Untuk melawan pandangan kaum pria yang terkesan merendahkan lawan jenisnya; yang secara dingin mengukur, menimbang, menilai, dan memilah, atau dengan kata lain mengubahnya menjadi sebuah objek, Milan Kundera dalam novelnya The Book Of Laughter And Forgetting pernah mencontohkan melalui alegori menarik.

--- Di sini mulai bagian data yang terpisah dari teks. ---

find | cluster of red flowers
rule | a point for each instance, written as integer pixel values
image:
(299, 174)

Seakan sedang merapal ayat-ayat suci, Kundera kemudian mengatakan bahwa perempuan bukanlah sama sekali tidak bisa melawan pandangan itu. Jika pandangan tersebut merubahnya menjadi objek, bisa saja ia balik memandang lelaki itu dengan tatapan sebuah objek. Ibarat palu yang tiba-tiba memiliki mata dan menatap tajam si pekerja yang tengah memukul palu dengannya, ketika si pekerja melihat tatapan palu itu, ia kehilangan keyakinan diri dan memukul jempolnya sendiri.

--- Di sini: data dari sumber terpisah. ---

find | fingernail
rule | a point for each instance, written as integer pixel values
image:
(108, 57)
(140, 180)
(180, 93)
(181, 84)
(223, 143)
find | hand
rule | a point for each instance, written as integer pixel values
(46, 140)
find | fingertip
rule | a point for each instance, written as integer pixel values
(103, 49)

Bagi saya, cara pandang ini cukup elegan dan tentu saja: mengesankan. Mungkin si pekerja adalah tuan bagi palu, tapi palu itu jugalah yang akhirnya menang: karena sesungguhnya sebuah alat tahu benar apa artinya dipegang, sementara pemakai alat hanya bisa mengira-ngira. Agaknya, cara yang demikian juga digunakan Pram ketika ia memperlihatkan karakteristik Nyai Ontosoroh dalam Tetralogi Buru-nya yang kesohor itu–terlepas dia mengenal tulisan Kundera maupun tidak.

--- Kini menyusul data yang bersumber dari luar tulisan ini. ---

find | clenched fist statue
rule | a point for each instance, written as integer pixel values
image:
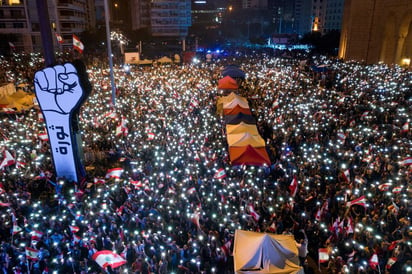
(60, 90)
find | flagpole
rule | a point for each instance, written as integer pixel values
(109, 51)
(45, 32)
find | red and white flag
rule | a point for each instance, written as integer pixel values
(293, 187)
(8, 159)
(226, 248)
(115, 173)
(150, 136)
(43, 136)
(59, 38)
(397, 189)
(191, 190)
(359, 201)
(106, 258)
(323, 255)
(31, 253)
(374, 261)
(391, 262)
(16, 228)
(77, 44)
(406, 162)
(99, 181)
(36, 235)
(122, 129)
(384, 187)
(253, 213)
(220, 174)
(405, 127)
(74, 229)
(346, 175)
(4, 204)
(196, 219)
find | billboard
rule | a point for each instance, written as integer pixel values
(60, 91)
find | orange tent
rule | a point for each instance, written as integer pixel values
(237, 109)
(245, 139)
(249, 155)
(241, 128)
(227, 83)
(229, 98)
(235, 102)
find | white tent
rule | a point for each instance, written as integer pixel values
(255, 253)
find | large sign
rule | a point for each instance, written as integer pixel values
(60, 91)
(131, 58)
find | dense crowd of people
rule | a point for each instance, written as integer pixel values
(341, 129)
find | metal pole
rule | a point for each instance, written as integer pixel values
(45, 32)
(109, 51)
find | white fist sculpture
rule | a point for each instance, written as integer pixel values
(60, 92)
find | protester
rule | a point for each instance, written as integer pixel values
(343, 133)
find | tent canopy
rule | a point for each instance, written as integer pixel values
(241, 128)
(227, 83)
(238, 118)
(237, 109)
(245, 139)
(235, 102)
(230, 97)
(265, 253)
(248, 155)
(233, 71)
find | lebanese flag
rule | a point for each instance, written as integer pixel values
(405, 127)
(43, 137)
(220, 174)
(365, 114)
(76, 238)
(275, 104)
(359, 201)
(112, 115)
(406, 162)
(59, 38)
(346, 175)
(122, 129)
(31, 253)
(197, 157)
(293, 187)
(374, 261)
(391, 261)
(191, 190)
(74, 229)
(384, 187)
(252, 212)
(323, 255)
(16, 228)
(36, 235)
(115, 173)
(99, 181)
(341, 136)
(77, 44)
(226, 248)
(8, 159)
(12, 46)
(137, 183)
(397, 189)
(393, 245)
(150, 136)
(196, 219)
(106, 258)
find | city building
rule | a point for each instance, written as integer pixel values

Kalau pernah membaca karya yang ditulis Pram saat menjalani masa-masa sunyinya di pengasingan, tentu kita akan dengan mudah menemukan Nyai Ontosoroh dalam tiap bagian tetraloginya. Bahkan ketika karakter-karakter lain muncul dan hilang, Nyai Ontosoroh masih tetap eksis sampai bagian terakhir romannya yakni, Rumah Kaca. Memang, ia hanyalah tokoh rekaan di masa lalu–fiktif, namun tidak dengan karakter dan semangatnya; ia menjadi nyata dan terus ada hingga kini.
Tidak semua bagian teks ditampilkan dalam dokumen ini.